Remember learning how to navigate the internet? Icons. Drop-down menus. Touching. Swiping. Scrolling. Tapping. It was a whole new way of communicating, designed to translate our intent to computing devices. Now, thanks to novel smart sensors and advances in artificial intelligence (AI), devices are adapting to us through what’s collectively known as “Zero UI” – the effective disappearance of a visual user interface (UI) enabling us to communicate through voice, gestures, and biometric authentication.
Sensory interfaces such as voice assistants and gesture recognition promise to be more intuitive and immediate. They point to a future where the interface is embedded in our environment, enabling frictionless, anticipatory, responsive and predictive interactions. It will change how we access information and make decisions, as well as how we experience and navigate the physical and digital worlds.

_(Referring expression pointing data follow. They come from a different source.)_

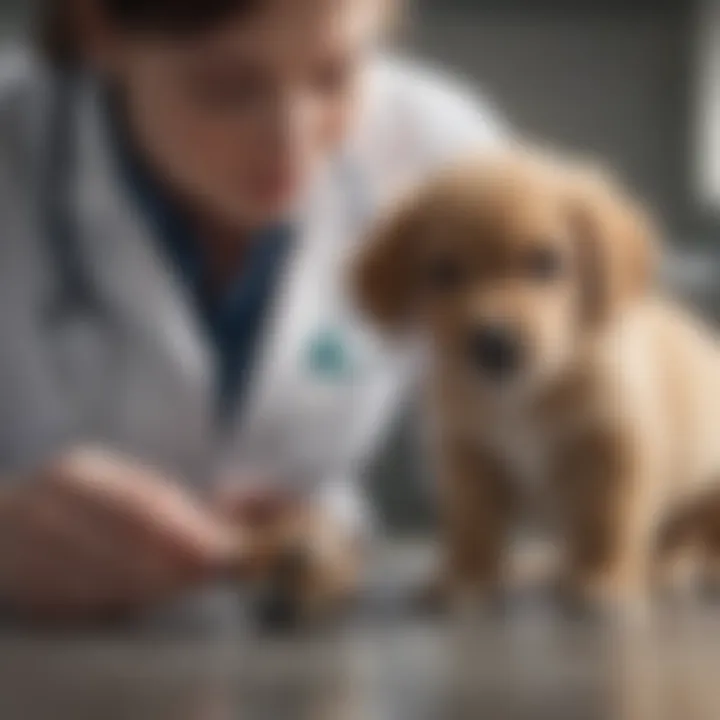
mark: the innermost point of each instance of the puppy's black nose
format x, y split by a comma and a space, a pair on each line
495, 349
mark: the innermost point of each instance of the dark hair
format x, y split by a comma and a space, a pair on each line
182, 18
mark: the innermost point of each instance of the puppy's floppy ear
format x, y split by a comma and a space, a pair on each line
382, 275
617, 246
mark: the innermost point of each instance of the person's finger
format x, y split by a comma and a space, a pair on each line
114, 566
147, 508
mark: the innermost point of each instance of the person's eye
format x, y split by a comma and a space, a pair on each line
544, 264
334, 77
444, 274
231, 91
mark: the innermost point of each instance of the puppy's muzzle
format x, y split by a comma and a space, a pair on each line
495, 350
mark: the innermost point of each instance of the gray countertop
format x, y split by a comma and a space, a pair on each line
532, 664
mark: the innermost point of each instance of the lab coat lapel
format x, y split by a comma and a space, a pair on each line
281, 388
167, 404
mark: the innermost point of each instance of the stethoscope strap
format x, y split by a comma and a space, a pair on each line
73, 294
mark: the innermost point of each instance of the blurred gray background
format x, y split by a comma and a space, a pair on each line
634, 82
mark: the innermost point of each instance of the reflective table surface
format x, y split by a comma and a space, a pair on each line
385, 662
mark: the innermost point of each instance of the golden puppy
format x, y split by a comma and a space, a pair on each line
558, 372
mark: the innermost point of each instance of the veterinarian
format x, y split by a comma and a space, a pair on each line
180, 182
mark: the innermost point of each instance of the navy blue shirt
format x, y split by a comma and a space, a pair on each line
233, 319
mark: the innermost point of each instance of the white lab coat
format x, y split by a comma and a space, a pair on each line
139, 377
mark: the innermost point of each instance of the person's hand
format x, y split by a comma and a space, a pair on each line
94, 534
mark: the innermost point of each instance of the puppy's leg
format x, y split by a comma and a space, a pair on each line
608, 501
478, 507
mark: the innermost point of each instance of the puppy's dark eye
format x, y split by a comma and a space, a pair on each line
444, 274
544, 263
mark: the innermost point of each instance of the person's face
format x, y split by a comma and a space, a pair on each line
239, 120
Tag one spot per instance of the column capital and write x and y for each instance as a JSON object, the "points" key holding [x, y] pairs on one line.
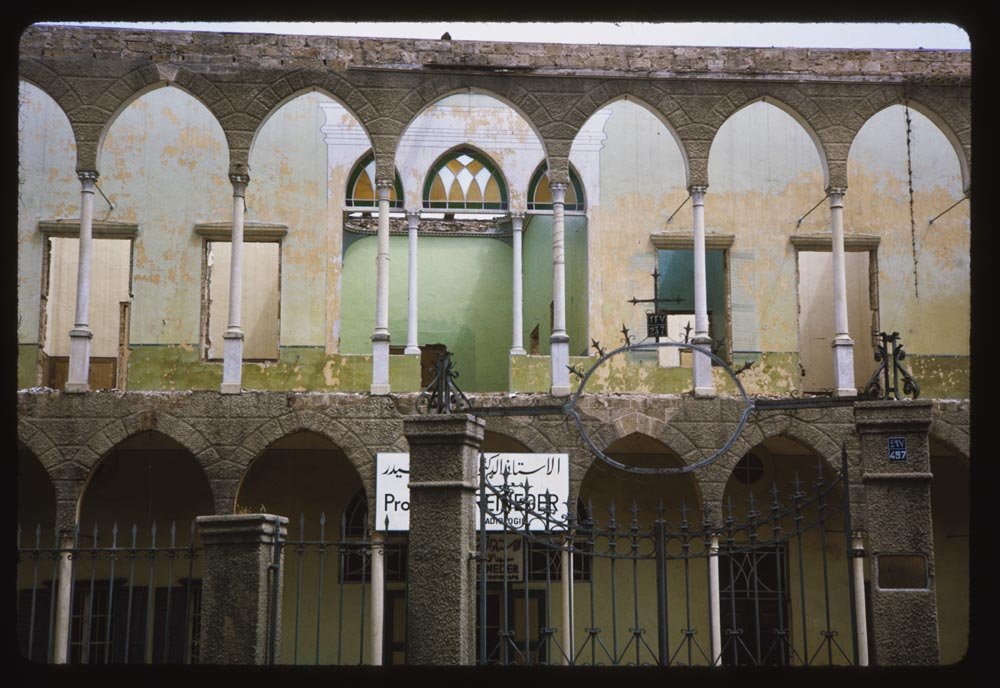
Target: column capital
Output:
{"points": [[239, 182]]}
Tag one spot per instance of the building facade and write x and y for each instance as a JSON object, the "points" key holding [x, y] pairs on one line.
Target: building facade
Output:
{"points": [[240, 255]]}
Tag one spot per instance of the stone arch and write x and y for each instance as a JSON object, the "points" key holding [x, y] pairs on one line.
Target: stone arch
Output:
{"points": [[336, 432], [741, 98], [951, 120], [662, 112], [193, 85], [429, 92], [305, 83]]}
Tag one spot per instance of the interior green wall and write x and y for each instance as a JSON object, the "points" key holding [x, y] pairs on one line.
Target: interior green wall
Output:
{"points": [[537, 279], [464, 287]]}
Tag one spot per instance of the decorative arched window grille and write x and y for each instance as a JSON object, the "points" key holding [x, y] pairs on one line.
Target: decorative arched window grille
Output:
{"points": [[361, 190], [465, 179], [540, 197], [355, 559]]}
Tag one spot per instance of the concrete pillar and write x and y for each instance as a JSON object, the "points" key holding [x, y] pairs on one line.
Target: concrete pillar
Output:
{"points": [[60, 632], [80, 336], [559, 339], [232, 338], [380, 337], [714, 602], [517, 329], [701, 365], [377, 599], [441, 565], [843, 345], [239, 606], [412, 340], [897, 479], [858, 581]]}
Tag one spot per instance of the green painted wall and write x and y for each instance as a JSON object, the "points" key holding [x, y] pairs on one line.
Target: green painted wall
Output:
{"points": [[537, 281], [465, 302]]}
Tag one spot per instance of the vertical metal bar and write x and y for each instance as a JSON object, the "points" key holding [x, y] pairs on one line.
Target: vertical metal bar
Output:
{"points": [[319, 580], [482, 558], [131, 582], [797, 497], [661, 593], [189, 602], [111, 593], [614, 609], [147, 643], [299, 550], [171, 552], [855, 569]]}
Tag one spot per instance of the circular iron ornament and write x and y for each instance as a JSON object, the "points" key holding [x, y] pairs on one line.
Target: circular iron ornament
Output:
{"points": [[748, 408]]}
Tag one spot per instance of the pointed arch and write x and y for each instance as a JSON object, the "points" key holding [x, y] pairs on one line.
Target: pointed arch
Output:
{"points": [[465, 178]]}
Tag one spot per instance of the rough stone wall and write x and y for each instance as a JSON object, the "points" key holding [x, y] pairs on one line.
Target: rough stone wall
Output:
{"points": [[71, 433]]}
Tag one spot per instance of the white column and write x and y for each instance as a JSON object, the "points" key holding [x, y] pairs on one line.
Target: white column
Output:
{"points": [[80, 336], [60, 634], [377, 597], [559, 339], [412, 339], [701, 364], [232, 338], [843, 345], [380, 338], [858, 576], [714, 604], [517, 338]]}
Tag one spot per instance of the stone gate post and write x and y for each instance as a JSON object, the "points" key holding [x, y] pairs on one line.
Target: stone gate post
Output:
{"points": [[441, 573], [897, 479], [239, 606]]}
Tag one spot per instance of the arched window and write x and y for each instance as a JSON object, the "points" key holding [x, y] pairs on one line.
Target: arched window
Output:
{"points": [[540, 197], [465, 179], [355, 562], [361, 190]]}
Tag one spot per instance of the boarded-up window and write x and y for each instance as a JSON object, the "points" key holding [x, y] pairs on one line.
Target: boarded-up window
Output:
{"points": [[816, 324], [259, 320], [109, 287]]}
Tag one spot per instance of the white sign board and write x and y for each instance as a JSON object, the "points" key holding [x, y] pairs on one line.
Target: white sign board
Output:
{"points": [[540, 480]]}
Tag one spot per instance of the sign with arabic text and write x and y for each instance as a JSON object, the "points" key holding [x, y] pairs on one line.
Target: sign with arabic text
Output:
{"points": [[536, 483]]}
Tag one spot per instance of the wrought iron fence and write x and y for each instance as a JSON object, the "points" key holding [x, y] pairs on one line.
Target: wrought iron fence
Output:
{"points": [[129, 597], [328, 586], [661, 588]]}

Touchless interfaces are even more critical in the era of COVID-19. We’re wary of touch like never before, an aversion likely to persist until a viable vaccine becomes available – and potentially beyond. Reducing or eliminating touch points is essential for safely reopening businesses. The pandemic has crystallized the value proposition of touchless technologies, accelerating their development and deployment.
So, what does this shift toward Zero UI mean for companies? In the short term, touchless interfaces will be necessary for safe indoor environments, from offices to restaurants and retail stores. In the long term, touchless interactions promise a superior user experience, reducing the cognitive load of apps, settings and passwords. Moreover, everything from branding to marketing to customer and employee engagement may be revolutionized in a hands-free, screenless world of ambient intelligent interfaces. Thriving in this future requires taking a human-centric approach, keeping four imperatives in mind: reliability, security, privacy and choice.
Four imperatives for succeeding in a touchless world
The COVID-19 pandemic transformed how many businesses operate, almost overnight. Restaurants turned to voice search platforms, and many are considering voice recognition for ordering when on-site dining reopens. Companies are developing voice solutions for elevators and voice assistants for hotels to handle everything from guest services to checkout. Gesture recognition and control is also emerging, especially in contexts involving sensitive information, such as using an ATM, where voice may not be the best choice. One company is combining gestures with haptic feedback, giving an invisible sense of touch, offering safety and a more familiar tactile mode of interaction.
In addition, contactless authentication is gaining ground. Facial recognition, iris scans, voice biometrics, and more recently, palm vein readers are becoming candidates to replace key card or fingerprint readers at government buildings, offices, factories, hospitals and schools.